De Cristo, porque o aumento e a diminuição da lua não são um
defeito, mas sim o que foi estabelecido por Deus para fazer crescer sementes e
plantas, orvalhos e marés. Como escreve Ambrósio no Exameron (IV,
8, 32), «a lua mingua para preencher os elementos. Este é um grande mistério.
Aquele que deu graça a todos deu-lhe esta faculdade. Para que possa
preenchê-lo, aquele que também se aniquilou para descer entre nós,
aniquilou-o [ exinanivit ]; desceu entre nós para ressuscitar
a todos: “subiu aos céus”, diz a Escritura, “para preencher tudo”. Aquele que
veio aniquilado encheu os Apóstolos com a sua plenitude. Por isso um deles diz:
“da sua plenitude todos nós recebemos”. Portanto a lua é a mensageira do
mistério de Cristo” (ver Símbolos , p. 212).

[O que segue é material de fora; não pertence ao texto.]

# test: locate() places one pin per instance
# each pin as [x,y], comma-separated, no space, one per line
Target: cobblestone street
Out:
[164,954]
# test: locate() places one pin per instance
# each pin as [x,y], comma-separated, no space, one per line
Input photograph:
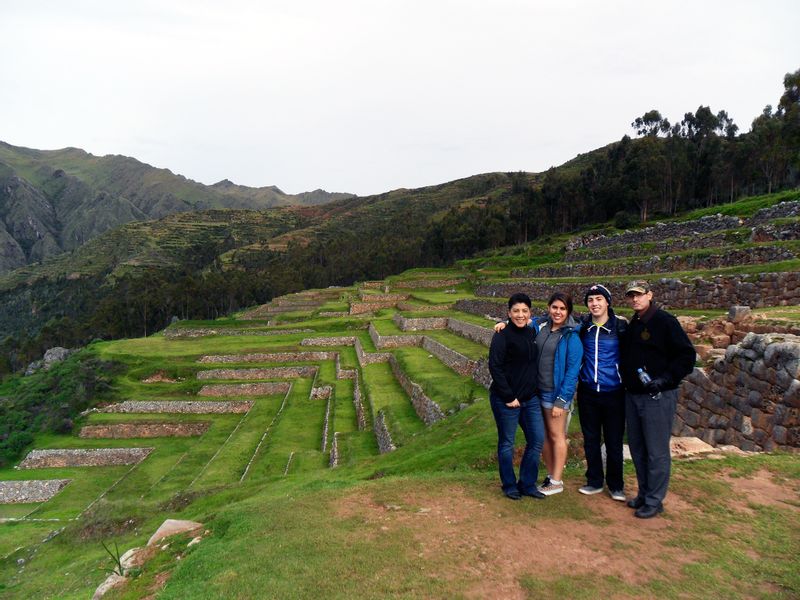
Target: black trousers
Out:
[602,418]
[649,428]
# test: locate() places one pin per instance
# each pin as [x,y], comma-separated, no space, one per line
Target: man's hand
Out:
[659,384]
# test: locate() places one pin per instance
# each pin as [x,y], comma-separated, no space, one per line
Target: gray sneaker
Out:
[618,495]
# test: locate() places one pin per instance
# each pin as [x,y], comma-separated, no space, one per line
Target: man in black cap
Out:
[656,356]
[601,397]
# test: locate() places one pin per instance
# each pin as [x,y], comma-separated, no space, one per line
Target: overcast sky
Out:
[368,96]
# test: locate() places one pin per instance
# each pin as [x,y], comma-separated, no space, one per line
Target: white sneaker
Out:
[618,495]
[552,488]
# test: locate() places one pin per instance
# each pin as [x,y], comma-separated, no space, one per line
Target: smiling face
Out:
[598,306]
[558,313]
[519,314]
[639,302]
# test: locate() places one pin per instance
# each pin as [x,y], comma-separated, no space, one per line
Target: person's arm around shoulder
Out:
[571,370]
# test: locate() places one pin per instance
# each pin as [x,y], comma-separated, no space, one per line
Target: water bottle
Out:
[645,378]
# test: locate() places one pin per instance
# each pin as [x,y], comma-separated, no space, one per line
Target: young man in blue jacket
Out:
[601,395]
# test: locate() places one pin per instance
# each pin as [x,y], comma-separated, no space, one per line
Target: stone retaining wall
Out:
[84,457]
[481,335]
[668,264]
[30,490]
[427,410]
[382,435]
[180,407]
[179,333]
[719,292]
[455,360]
[332,341]
[268,373]
[393,341]
[420,323]
[360,308]
[143,429]
[245,389]
[750,398]
[268,357]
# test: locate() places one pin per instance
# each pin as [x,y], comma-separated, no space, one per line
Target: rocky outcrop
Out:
[750,398]
[83,457]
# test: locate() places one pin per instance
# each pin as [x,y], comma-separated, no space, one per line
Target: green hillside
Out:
[425,520]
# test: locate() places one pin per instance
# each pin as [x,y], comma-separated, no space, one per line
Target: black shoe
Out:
[635,502]
[647,512]
[534,494]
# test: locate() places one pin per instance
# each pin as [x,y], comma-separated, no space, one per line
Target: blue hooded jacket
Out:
[567,362]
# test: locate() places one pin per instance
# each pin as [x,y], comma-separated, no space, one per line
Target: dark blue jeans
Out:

Portanto, ao
parecer aniquilada ( exinanire ), a lua anuncia o mistério de
Cristo.
Mas é ainda mais a imagem da Igreja militante. Ambrósio
escreve novamente no Exameron : «A Igreja tem as suas fases,
de perseguição, isto é, e de paz. Parece estar desaparecendo, como a lua, mas
não é o caso." Na verdade, o seu desaparecimento é na verdade uma
diminuição da intensidade luminosa. «A lua experimenta uma diminuição da luz,
não do corpo […]. O disco lunar permanece intacto" (IV,2,7). A Igreja não
está destinada a uma dialética de morte e ressurreição. Simplesmente, o seu
destino histórico é comparável às fases da lua: «No fenómeno das fases lunares
está representado simbolicamente o mistério da Igreja luminosa e moribunda»
( Simboli , p. 173). Para a tradição ortodoxa, tanto oriental,
representada, por exemplo, por Cirilo de Alexandria, quanto ocidental, ou;
( Mitos , pág. 190).
Ainda mais do que pelas suas fases, portanto, a lua é imagem
da Igreja porque brilha, mas não com luz própria. Cirilo: «A Igreja está
rodeada pela luz divina de Cristo, que é a única luz no reino das almas. Há,
portanto, uma só luz: nesta única luz, porém, brilha também a Igreja, que, no
entanto, não é o próprio Cristo” ( Simboli , p. 197). E
Ambrósio lhe faz eco: «A lua, que traz a imagem da Igreja tão amada [ dilecta ], certamente
não é uma coisa trivial. […] A Igreja não brilha com a sua própria luz,
mas com a de Cristo e tira o seu esplendor do Sol da justiça, para poder dizer
“já não sou eu que vivo, mas Cristo vive em mim”. Verdadeiramente feliz és tu,
ó lua, que mereceste tão grande sinal! Feliz não pelas luas novas, mas por ser
um sinal da Igreja; na verdade, com as luas novas você presta serviço [ servis ],
como você é um sinal da Igreja você é amado [diligeris ]». É por
isso que a verdadeira lua é a Igreja: porque, parece dizer Ambrósio, nela
passamos de servos à felicidade de sermos amados. Em suma, ainda mais do que
pelos seus altos e baixos, a lua é imagem da Igreja porque recebe a luz do sol,
do qual deriva também a sua fertilidade.